SSDs sind ja nun schon eine Weile auf dem Markt und dementsprechend finden sie immer mehr Verbreitung. So kam gestern auch ein Touch-PC auf meinen Tisch, der eine SSD als Systemlaufwerk enthielt. Da sich an dem Rechner sonst nichts verändert hat, habe ich einfach das bereits vorhandene Festplattenimage aufgespielt und alles läuft wunderbar.

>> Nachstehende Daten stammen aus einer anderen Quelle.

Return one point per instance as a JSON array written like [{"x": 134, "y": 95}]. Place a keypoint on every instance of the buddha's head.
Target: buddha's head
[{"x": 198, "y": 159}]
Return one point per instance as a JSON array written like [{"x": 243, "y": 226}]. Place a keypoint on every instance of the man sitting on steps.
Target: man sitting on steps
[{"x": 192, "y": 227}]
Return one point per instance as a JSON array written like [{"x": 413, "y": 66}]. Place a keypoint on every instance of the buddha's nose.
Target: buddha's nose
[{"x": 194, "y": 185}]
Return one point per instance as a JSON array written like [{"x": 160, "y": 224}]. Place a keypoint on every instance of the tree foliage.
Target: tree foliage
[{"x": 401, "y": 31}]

Nun ist es aber so, daß hier Windows XP Prof. verwendet wird. Über SSDs habe ich schon so manches gelesen/überflogen und weiß daher auch, daß nur Windows 7 SSDs wirklich 100% unterstützt (TRIM-Befehl usw.). Auf dem kleinen Rechner hier (600 MHz Intel-Mobilprozessor, 1GB RAM) macht Win7 aber wenig Sinn und von Vista brauchen wir ja garnicht erst zu reden.

Der Rechner dient als Kassensystem. Die verwendete Software nutzt Datenbänke und es werden typischerweise, mehr oder weniger ständig, Daten geschrieben, gelesen und auch gelöscht (Umsatz-/Bestandsveränderungen, Druckjobs usw.).

Die verwendete SSD ist eine Transcend TS32GSSD25-M (32 GB).
Der onboard-Controller ist ein "Intel 82801DB Ultra-ATA-Storage Controller" und die SSD läuft im IDE-Kompatibilitätsmodus.

Nun die Frage, was gibt es zu beachten bei SSDs in Verbindung mit Windows XP?
Was ich im Netz bereits gefunden habe:

- Dateiindizierung abstellen -> erledigt
- Auto-Defrag abstellen -> erledigt
- Datei-Timestamps abstellen (NtfsDisableLastAccessUpdate) -> erledigt
- Ram-Disk für temporäre Daten und Auslagerungsdatei -> da nur 1 GB RAM vorhanden nicht realisierbar/sinnvoll (theoretisch käme ich für Win und die Anwendung mit 512 MB aus, könnte also eine 500 MB Ramdisk erstellen, das reicht ja aber kaum für Auslagerungsdatei und TMP)
- Kopieren/löschen großer Datenmengen vermeiden -> kein Problem

Habt ihr noch weitere Tips?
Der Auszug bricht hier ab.